US Job Openings Climb

Daily Analysis - 13/01/2016

JOLTs Data Corroborates Federal Reserve’s Comments on Employment Improvement


Federal Reserve Chair Janet Yellen has prominently stated that policymakers prefer to monitor the health of the labor sector by following results from the JOLTS job openings survey conducted by the Bureau of Labor Statistics. Data released once more proved the labor economy is improving rising amid speculation for another rate hike in the coming months.

UK Output Drops

Annualized manufacturing production from the United Kingdom dropped for the 5th consecutive month according to the latest report from the Office for National Statistics. Manufacturing output for the month of November fell -0.40%, matching the October contraction with the year over year figure shrinking -1.20% from previous month’s revised -0.20%. Machinery and equipment continued their slide, declining for a 12th month after recording a -13.70% drop while transport equipment managed to be the one bright spot, growing by 6.40%. With manufacturing contributing around 80.00% of total industrial production, the monthly output contraction of -0.70% from October’s 0.10% marked the biggest decline in 3 years. Electricity, gas and steam recorded the largest drop, falling -2.10%. Annual industrial production expansion slowed to 0.90% versus the prior month’s 1.70%. The Pound continues to give ground with the GBPUSD pair briefly falling below 1.4400 before rebounding.


Uptick in JOLTs Job Openings

United States policymakers opt to follow the Job Openings and Labor Turnover Summary report as the preferred gauge on labor for the US according to Federal Reserve Chair Yellen. The Bureau of Labor Statistics reported job openings for the month of November rose to 5.431 million, beating both expectations of 5.410 million and last month’s revised value of 5.349 million. Due to the fact that it represents a period before the rate hike and December nonfarm payrolls figure, this is another strong sign of improvement in the labor economy, especially for jobseekers. A rise in job openings and people quitting their jobs should be interpreted as sign of confidence signaling a resilient economy that may lead to sustained wage growth. Job openings reportedly increased by 57,000 in health care and social assistance while remaining mostly unchanged for the private and government sectors.

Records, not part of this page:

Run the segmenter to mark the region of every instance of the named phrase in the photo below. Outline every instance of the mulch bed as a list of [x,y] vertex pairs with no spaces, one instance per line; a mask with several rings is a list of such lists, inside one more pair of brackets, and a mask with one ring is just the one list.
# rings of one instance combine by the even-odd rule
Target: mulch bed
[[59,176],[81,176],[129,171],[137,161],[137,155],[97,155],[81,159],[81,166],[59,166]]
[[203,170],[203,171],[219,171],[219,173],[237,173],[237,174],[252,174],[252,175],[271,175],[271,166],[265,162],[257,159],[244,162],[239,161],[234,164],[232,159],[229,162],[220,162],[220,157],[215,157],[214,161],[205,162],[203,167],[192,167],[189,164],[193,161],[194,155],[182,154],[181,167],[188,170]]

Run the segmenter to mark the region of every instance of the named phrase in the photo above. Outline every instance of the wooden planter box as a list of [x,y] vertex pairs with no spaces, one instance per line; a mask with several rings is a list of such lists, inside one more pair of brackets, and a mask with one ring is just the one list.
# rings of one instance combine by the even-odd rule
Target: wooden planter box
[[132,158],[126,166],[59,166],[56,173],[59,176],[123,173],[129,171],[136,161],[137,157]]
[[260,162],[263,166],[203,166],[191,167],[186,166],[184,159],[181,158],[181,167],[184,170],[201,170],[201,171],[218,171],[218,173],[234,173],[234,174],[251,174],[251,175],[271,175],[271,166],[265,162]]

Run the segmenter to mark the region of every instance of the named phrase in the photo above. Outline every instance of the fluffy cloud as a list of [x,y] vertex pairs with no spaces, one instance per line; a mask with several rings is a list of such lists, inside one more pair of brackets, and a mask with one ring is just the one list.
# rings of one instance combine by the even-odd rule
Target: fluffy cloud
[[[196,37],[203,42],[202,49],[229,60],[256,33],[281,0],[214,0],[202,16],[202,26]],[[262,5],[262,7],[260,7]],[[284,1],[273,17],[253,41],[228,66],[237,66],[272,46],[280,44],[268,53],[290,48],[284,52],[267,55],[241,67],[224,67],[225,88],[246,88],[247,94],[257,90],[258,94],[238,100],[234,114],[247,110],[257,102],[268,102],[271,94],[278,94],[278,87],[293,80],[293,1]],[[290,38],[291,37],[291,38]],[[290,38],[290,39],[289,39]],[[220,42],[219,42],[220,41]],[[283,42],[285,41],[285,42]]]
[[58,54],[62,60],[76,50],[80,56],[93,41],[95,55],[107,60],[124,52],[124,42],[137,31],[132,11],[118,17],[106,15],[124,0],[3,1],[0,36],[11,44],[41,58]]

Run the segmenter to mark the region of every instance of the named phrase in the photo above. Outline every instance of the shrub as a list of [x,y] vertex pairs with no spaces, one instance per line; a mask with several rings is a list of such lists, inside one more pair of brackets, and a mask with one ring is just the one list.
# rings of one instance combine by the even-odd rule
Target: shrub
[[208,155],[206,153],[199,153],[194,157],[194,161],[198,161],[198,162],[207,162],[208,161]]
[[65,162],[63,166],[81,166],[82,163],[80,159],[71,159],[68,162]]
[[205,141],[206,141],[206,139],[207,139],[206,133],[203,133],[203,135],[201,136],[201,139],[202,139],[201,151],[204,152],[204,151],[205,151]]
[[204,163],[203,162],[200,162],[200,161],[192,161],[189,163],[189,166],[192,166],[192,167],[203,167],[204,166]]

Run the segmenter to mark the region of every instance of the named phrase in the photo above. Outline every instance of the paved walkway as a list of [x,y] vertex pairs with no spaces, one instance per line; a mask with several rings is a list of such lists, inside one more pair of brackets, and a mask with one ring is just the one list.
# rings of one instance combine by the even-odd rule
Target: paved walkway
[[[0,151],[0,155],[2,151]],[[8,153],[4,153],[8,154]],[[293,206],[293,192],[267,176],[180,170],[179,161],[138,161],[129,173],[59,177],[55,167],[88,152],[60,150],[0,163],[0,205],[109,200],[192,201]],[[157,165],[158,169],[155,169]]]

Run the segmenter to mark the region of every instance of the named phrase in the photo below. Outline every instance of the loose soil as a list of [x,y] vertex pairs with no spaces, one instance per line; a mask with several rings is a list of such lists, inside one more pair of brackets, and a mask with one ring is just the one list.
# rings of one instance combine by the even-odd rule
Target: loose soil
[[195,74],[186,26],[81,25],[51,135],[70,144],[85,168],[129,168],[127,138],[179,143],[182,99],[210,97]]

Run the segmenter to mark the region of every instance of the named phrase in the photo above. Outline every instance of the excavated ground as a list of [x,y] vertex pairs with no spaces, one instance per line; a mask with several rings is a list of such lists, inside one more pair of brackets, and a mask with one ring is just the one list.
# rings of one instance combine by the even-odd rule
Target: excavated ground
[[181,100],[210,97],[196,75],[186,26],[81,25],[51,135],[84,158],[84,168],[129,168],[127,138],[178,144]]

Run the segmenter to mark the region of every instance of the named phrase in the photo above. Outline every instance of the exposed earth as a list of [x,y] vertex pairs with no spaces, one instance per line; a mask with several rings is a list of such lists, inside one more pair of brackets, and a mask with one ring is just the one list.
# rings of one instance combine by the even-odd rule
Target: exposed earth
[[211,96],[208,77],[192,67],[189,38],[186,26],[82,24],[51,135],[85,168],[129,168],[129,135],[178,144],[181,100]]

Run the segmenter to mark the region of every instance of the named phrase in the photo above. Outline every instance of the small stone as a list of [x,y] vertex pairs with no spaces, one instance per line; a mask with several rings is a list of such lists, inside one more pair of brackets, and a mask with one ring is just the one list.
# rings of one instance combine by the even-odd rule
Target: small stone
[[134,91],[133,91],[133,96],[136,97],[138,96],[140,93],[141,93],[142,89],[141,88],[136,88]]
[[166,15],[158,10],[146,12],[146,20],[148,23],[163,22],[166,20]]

Chinese Trade Balance surges

China’s General Administration of Customs reported a rise in the trade surplus to $60.09 billion in December. The surplus marked a major advance compared to last month’s value of $54.10 billion while trouncing expectations of $53.00 billion. According to the report, exports showed vast improvement after falling a more modest -1.40%, marking the sixth consecutive month of declines.  Meanwhile imports sank by -7.60%, continuing their deceleration for nearly a year. In a positive sign for energy, crude oil imports rose by 8.80% reaching a record high of approximately 6.70 million barrels per day. Economists now believe that recovery for China is on track and that policymakers do not need to devalue the country’s currency any further over the near-term. The People’s Bank of China efforts towards Yuan devaluation since the start of the year have sent Chinese financial markets tumbling, but have undoubtedly benefited the struggling export economy.

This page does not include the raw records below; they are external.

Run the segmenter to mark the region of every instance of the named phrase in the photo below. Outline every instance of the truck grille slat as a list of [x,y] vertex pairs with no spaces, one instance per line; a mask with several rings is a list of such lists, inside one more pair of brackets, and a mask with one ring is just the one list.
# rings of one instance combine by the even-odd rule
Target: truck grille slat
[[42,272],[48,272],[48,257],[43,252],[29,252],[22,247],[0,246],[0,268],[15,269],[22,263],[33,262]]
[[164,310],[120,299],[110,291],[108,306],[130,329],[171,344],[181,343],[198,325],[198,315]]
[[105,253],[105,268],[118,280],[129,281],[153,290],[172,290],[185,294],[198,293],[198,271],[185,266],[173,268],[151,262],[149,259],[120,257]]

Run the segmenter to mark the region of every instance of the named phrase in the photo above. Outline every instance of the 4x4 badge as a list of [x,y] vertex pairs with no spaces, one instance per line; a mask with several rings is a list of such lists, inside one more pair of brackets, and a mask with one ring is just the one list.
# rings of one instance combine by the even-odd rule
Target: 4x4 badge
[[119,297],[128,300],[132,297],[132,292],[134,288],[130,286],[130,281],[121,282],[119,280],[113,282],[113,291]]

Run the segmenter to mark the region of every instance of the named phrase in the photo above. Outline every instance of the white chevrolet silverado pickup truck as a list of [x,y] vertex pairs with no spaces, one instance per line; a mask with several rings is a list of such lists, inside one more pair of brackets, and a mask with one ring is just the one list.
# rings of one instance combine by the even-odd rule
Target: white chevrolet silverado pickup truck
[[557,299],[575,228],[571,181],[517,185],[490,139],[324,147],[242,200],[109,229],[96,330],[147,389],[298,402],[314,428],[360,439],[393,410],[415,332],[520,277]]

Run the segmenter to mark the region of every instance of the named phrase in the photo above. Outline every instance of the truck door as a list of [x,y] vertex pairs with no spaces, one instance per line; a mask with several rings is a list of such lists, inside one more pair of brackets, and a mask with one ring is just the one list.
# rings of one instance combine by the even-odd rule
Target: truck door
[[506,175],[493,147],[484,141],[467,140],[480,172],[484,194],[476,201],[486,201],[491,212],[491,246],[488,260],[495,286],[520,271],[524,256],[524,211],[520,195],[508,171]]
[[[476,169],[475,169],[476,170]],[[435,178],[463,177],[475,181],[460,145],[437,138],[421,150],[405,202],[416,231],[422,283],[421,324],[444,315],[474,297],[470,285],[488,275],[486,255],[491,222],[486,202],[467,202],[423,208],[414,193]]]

South African Industrial Output Falls

The South African Statistics Office reported manufacturing output decreasing by -1.20% for the month of November, dovetailing a decline of -1.70% in October and missing expectations of -0.20%. The main contributors to the decline were basic iron and steel, non-ferrous metal products, metal products and machinery with the component falling by -7.00%. Plunging commodity prices and decisions not to raise output have seen South African producers shoulder increasing losses as global trade decelerates.  Aside from the external picture, the overall weakness in South Africa’s industrial output reflects a wide range of factors including problems with low productivity, regular labor market disruptions and infrastructure especially in electricity power cuts. Since the spike earlier in the week, the US dollar has pulled back against the South African Rand with the USDZAR pair sitting back below 16.5000.